N-protein
To prevent the replication of SARS-CoV-2 RNA, the N-protein of the virus
may also be the potential target. N-proteins comprise three domains,
including an N-terminal RNA-binding domain (NTD), a Ser/Arg rich central
linker region and a C-terminal dimerization domain (CTD). The N-proteins
plays a major role in packing the viral RNA into viral
ribonucleoproteins (McBride, van Zyl & Fielding, 2014). It also helps
in viral RNA transcription and replication (Cong et al., 2020). The NTD
functions for RNA-binding and the CTD domain plays a role in
oligomerization, while the central linker is necessary for primary
phosphorylation (Kang et al., 2020). However, targeting N-protein for
vaccine should be careful, since the increased titer of IgG antibody
against N-protein has been associated with poor prognosis, increasing
ICU admission and longer hospital stay (Batra et al., 2021). But the
higher N-protein antibody titer may indicate the higher viral load and
more severe disease, which cause the poor outcomes, not the N-protein
antibody itself leads to the poor prognosis. Further studies could be
performed to clarify the underlying association.

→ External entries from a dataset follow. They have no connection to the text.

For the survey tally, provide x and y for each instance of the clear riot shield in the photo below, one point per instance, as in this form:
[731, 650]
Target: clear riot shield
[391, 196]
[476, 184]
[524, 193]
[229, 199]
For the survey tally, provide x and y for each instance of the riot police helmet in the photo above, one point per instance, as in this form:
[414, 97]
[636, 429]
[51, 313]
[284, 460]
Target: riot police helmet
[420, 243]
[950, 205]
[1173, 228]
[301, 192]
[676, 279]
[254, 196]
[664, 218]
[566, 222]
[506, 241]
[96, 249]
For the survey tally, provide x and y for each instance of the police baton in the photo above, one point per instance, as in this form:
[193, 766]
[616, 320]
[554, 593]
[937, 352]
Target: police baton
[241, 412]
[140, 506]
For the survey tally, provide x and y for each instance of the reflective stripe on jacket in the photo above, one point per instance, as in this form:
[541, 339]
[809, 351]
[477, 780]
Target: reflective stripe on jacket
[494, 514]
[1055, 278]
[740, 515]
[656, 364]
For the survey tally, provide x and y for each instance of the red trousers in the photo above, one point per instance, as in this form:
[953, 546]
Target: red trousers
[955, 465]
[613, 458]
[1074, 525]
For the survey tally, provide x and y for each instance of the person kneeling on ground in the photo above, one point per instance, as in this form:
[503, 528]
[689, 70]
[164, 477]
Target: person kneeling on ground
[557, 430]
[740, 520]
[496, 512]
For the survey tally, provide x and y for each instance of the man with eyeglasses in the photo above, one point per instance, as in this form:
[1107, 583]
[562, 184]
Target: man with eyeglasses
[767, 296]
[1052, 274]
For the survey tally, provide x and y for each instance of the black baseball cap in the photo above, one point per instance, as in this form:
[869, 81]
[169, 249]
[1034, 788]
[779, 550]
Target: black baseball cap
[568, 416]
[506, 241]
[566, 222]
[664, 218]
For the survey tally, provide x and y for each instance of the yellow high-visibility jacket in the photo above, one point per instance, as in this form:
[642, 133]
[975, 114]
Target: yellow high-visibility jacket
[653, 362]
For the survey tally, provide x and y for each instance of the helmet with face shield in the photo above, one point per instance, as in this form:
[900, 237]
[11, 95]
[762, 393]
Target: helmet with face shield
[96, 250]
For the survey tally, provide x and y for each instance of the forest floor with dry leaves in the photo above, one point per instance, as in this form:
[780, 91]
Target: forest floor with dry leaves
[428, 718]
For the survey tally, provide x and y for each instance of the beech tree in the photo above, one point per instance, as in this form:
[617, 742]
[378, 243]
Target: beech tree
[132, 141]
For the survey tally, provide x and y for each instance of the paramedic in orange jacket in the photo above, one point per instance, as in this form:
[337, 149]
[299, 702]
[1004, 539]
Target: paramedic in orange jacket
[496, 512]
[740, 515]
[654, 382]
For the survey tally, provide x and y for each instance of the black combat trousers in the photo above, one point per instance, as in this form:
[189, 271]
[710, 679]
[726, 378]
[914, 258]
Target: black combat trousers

Recently, the sequences that interact with B and T cells in the NTD
domain have been found by single immuno-informatics and structure-based
drug discovery techniques (Kwarteng, Asiedu, Sylverken, Larbi, Sakyi &
Asiedu, 2021), suggesting that N-protein might be associated with
overactive immune responses and the development of the NTD inhibitors
may hold some promises. The role of N-protein inhibition in the
treatment of anti-SARS-CoV-2 should be further evaluated.